Ouvistes que foi dito aos antigos: Não cometerás adultério.
1. Introdução
Jesus abre aqui mais um dos contrastes do Sermão do Monte, aquele padrão que se repete: "Ouvistes o que foi dito... eu porém vos digo". Desta vez o tema é o adultério, e o ponto de partida é o sétimo mandamento, gravado entre os dez. O versículo, sozinho, ainda não diz nada de novo — apenas cita a Lei que todos conheciam. Ele é a rampa de lançamento para o que vem no versículo seguinte.
Vale notar desde já a estratégia do Mestre. Ele não ataca o mandamento nem o dispensa; parte dele. Primeiro repete o que a tradição ensinava, para em seguida ir além do que a tradição alcançava. O adultério, que a Lei tratava como um ato consumado, será levado por Jesus até a sua origem, lá onde ninguém legislava: o desejo do coração. Este versículo apenas prepara o terreno.
2. Contexto Histórico e Cultural
O mandamento "não adulterarás" é o sétimo do Decálogo (Êxodo 20:14; Deuteronômio 5:18). No Israel antigo, o adultério não era falta leve: era crime capital, punível com a morte de ambos os envolvidos (Levítico 20:10). Não se tratava apenas de moral privada. O casamento sustentava a honra da família, a legitimidade dos filhos e a transmissão da herança e da terra dentro das tribos. Quebrar esse vínculo abalava toda a ordem social, e por isso a punição era severa.
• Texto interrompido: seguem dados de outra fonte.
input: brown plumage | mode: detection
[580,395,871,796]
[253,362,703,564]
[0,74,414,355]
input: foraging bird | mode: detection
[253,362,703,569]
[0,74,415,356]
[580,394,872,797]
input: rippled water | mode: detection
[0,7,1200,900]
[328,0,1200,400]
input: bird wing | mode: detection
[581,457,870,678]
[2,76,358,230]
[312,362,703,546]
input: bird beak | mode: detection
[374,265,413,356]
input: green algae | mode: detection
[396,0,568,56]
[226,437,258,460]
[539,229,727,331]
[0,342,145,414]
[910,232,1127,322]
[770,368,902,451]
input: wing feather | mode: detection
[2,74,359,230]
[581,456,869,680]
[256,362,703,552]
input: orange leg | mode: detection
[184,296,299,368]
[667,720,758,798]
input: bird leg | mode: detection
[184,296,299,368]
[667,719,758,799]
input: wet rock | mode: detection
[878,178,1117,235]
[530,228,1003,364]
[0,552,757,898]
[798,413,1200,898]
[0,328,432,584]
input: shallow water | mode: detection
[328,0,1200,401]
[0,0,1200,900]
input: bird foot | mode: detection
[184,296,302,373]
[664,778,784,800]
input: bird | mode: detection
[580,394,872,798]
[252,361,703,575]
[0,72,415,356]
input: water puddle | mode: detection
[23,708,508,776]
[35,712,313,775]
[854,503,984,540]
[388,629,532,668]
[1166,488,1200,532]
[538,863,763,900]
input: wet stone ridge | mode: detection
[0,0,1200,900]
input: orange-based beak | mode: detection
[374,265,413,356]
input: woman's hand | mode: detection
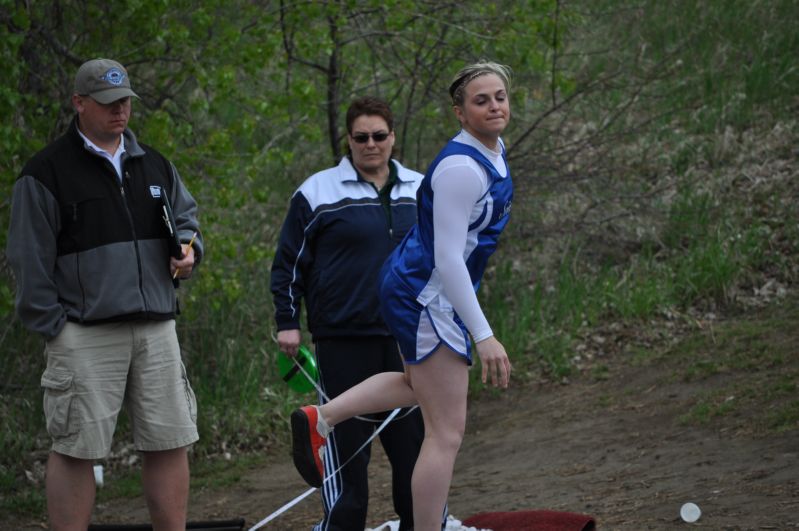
[277,329,301,358]
[475,336,510,388]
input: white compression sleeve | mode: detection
[431,155,493,341]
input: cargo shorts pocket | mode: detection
[41,368,77,437]
[180,362,197,426]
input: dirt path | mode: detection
[12,310,799,530]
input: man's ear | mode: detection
[72,94,83,113]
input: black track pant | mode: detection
[316,336,424,531]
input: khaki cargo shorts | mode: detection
[42,320,199,459]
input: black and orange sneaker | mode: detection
[291,406,326,488]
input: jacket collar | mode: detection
[336,155,413,183]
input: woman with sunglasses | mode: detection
[291,63,513,531]
[271,97,424,530]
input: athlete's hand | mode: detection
[475,336,510,387]
[277,328,300,358]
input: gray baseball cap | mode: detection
[75,59,139,104]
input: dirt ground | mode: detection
[12,308,799,530]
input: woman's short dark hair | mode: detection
[347,96,394,134]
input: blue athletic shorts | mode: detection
[380,267,472,365]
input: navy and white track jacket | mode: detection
[271,157,422,341]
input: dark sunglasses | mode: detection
[350,133,391,144]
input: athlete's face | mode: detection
[347,114,394,174]
[72,94,130,147]
[455,74,510,148]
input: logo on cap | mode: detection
[100,67,126,87]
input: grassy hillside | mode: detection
[0,1,799,512]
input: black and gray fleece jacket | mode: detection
[6,119,203,338]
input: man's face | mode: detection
[347,114,394,174]
[72,94,131,145]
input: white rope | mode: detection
[291,350,419,424]
[249,410,401,531]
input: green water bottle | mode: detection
[277,345,319,393]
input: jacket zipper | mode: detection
[119,171,149,312]
[72,203,86,323]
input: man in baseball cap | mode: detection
[75,59,139,104]
[6,59,203,531]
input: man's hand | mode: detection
[169,243,194,279]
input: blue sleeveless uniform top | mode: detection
[384,140,513,306]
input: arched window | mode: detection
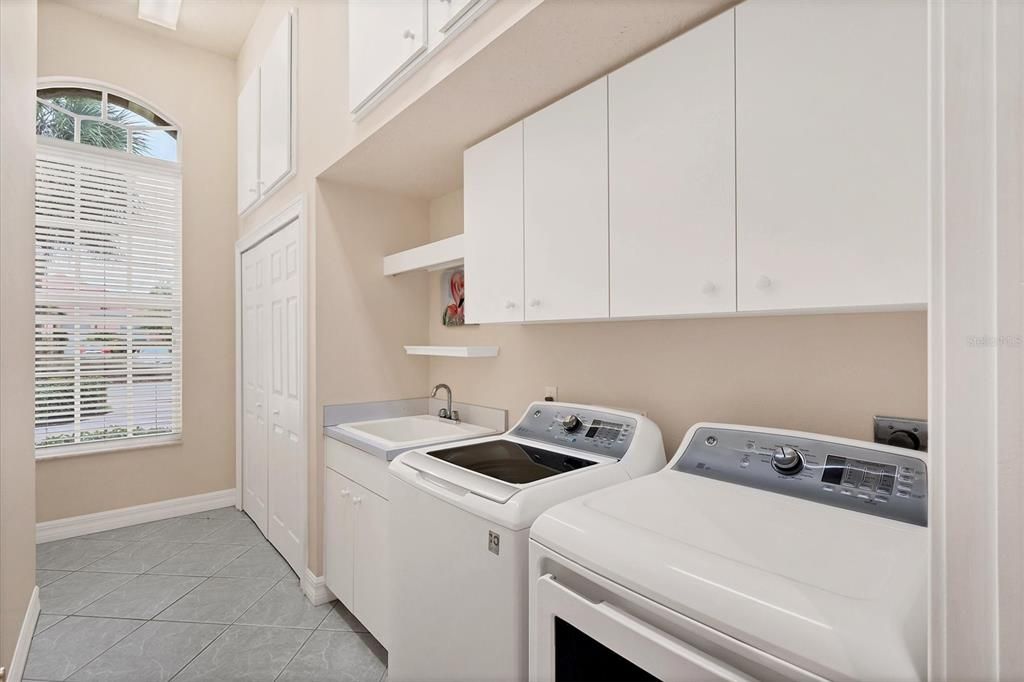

A leitura corrente entre os mestres da Lei, no tempo de Jesus, tendia a se fixar no ato consumado. Adultério era o ato físico, verificável, punível. Enquanto não houvesse o ato, a Lei estava cumprida. É exatamente essa fronteira — a do gesto externo — que Jesus vai deslocar. Ele cita o mandamento no seu sentido tradicional para, logo depois, mostrar que a exigência de Deus alcança bem antes do gesto: alcança o olhar e o desejo. O versículo 27, portanto, é a voz da tradição; a novidade vem no 28.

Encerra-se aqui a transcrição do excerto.